Distribution Options

PRODUCTION HOUSES

Before we come to distribution, an indie author needs to decide if a production house is the right route for them.

Do you want to DIY it, or would you like a little assistance? Would you like to just hand it over and be done with? Production houses can handle everything for you. They can just make it happen. The ultimate handover of control is to sell your audio rights, and a production company might be interested.

Without selling your audio rights, a production house can handle casting, all the audio tech, distribution, and even promotion. Or you can be involved with the process: choosing your narrator, approving the final audio, choosing your distribution and participating in promotional campaigns. Of course there’s some cost involved, but the cost can be very, surprisingly modest, for very high value.

Main advantages:

Convenience.

Time. You can get back to writing and know that your books are being conveyed into audiobooks.

Trust. These are people who already know how it all works and know the best practices. Many of these companies are narrator-run. They know the biz.

Professionalism. Production houses work with proven, vetted narrators. You don’t have to screen all comers.

ROI. With a production co. that does promotion, you can have a much better and clearer expectation of recouping your investment. Promo can be time consuming. A production house is going to have a network of advertisers, bookstagrammers, reviewers and more to promo to for the genres they work with, so that you don’t have to find all those resources on your own.

Here is a not-comprehensive list of production houses:

Audiobook Empire - all genres

Pink Flamingo Productions and subsidiaries - Erotica, Horror, Thriller

Nubian Audio - POC

Leonardo Audio - various “man books”

Curated Audio

Cat’s Meow Productions - Clean reads

Blue Nose Audio

One Night Stand Studios - Romance

Tavia Gilbert/Talkbox - Non-fiction

(there are more)

If you already have a narrator in mind (maybe me!), you can go to any of these houses and you’ve already saved the casting step. Most authors benefit from some amount of assistance from a production house - because it’s hard to be an expert at writing AND audiobook production and promotion. But if you’re a hard-core DIY’er, I dig that too ;)

I can recommend one I think best for you!

Whether you decide to go with a production house or work directly with a narrator, you will then have to decide how you wish to distribute:

DISTRIBUTORS AND AGGREGATORS

All of these have their particular advantages and disadvantages, and which is best for you basically depends on:

1. Whether or not you’re choosing PFH or RS.

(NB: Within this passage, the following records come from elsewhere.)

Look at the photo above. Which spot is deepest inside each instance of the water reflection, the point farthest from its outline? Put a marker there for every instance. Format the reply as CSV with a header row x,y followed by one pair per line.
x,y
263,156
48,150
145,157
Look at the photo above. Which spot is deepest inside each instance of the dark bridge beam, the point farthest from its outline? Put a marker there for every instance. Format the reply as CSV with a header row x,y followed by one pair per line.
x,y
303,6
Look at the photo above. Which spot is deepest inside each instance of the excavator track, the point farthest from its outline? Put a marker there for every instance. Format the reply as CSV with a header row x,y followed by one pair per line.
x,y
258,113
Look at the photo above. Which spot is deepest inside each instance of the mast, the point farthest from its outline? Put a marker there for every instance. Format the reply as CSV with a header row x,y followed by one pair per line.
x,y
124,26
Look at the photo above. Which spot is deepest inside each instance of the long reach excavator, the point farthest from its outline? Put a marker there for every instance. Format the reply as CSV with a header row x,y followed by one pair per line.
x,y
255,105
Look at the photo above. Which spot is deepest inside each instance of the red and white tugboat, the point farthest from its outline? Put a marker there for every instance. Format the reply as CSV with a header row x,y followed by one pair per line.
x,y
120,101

2. Whether or not you wish to start with Audible exclusive.

3. Whether or not you want to “go wide”

A little more on this….

Per Finished Hour or PFH means you pay a narrator outright, and then own the ready-for-retail completed audio. Royalty Share or RS means the narrator gets paid for their investment through the sales of the audio over time.

PFH is the best choice for control, options, and also to maximize your return. All the royalties go to you! But RS is an option if the upfront cost is too much at once and you have sales numbers that make it a good risk for a narrator or even production house to co-invest with you.

Audible exclusive means your book goes on sale at the juggernaut- Audible, iTunes, and Amazon, ONLY. It’s user-friendly for DIY’ers, the royalty percentage is highest, and you can get free book codes to give to reviewers. The price of your book is set by its length. ACX is only accessible to residents of the US, UK, and Canada. Considering the problems Audible has had with mis-reporting sales, failure to pay royalties and backlash from consumers avoiding Amazon, this big obvious choice may not be best.

Wide. Your book goes on sale with Audible iTunes Amazon PLUS dozens of retailers, including libraries (LIBRARIES!), Chirp, Kobo, and more. Kobo is the favorite audiobook retailer in the Canadian market. You can control your own pricing, and benefit from Chirp sales. You can get Downpour and Kobo codes for reviewers. Your Audible royalty commission is reduced.

Your options for distributor/aggregators:

ACX - RS and PFH, Audible exclusive

Findaway; Dreamscape - Wide, PFH only

Spoken Realms - Wide, PFH and RS with some conditions, ideal choice for public domain books

If you are choosing PFH, you have all the options. If you are choosing RS, you have two - ACX, and Spoken Realms.

There are more granular considerations, for instance, you can go acx exclusive and later “pull” it and go wide (IF it was PFH and you own the audio). I personally like wide because I think libraries are important and would not want to cut off any potential market.

Do you have a following and a formula for release promotion with simultaneous audio? Or are you making your back catalog into audio?

Which is right for you?! This might be exactly the kind of conversation to have with a production house! If you are “middle of the road” as far as having time to invest in learning (and there is a lot to learn!) about production, and distributing, and marketing, the value you get for a modest price to work with production houses who know the business is substantial. It will save you a LOT of time.